Communication Prior as Alignment Strategy
Alice has one of three objects:
A red triangle
A blue square
A red circle
She wants Bob to learn which object she has. However, Alice may only send one of three messages:
“My object is round”
“My object is red”
“This is not a pipe”
The rules of the game (i.e. the available messages) are common knowledge before the game starts. What message should Alice send for each object, and what object should Bob deduce from each message?
Let’s think it through from Bob’s standpoint. A clever human might reason like this:
“My object is round” implies it’s the red circle, because that’s the only round object.
“My object is red” implies it’s the red triangle, because only the triangle and circle are red, and Alice could have perfectly conveyed the information with “My object is round” if it were the circle.
“This is not a pipe” implies it’s the blue square, because Alice could have perfectly conveyed the information with one of the other two messages otherwise.

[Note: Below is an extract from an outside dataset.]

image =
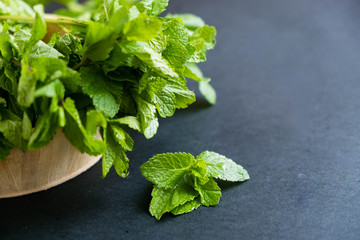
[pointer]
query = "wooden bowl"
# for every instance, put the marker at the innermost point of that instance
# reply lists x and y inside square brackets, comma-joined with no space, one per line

If you’ve played the game CodeNames, then this sort of reasoning might look familiar: “well, ‘blue’ seems like a good hint for both sky+sapphire and sky+water, but if it were sky+water they would have said ‘weather’ or something like that instead, so it’s probably sky+sapphire...”.
Intuitively, this sort of reasoning follows from a communication prior—a prior that someone is choosing their words in order to communicate. In everyday life, this comes up in e.g. the difference between connotation and denotation: when someone uses a connotation-heavy word, the fact that they used that word rather than some more neutral synonym is itself important information. More generally: the implication of words is not the same as their literal content. A communication prior contains a model of how-and-why-the-words-were-chosen, so we can update on the words to figure out their implications, not just their literal meanings.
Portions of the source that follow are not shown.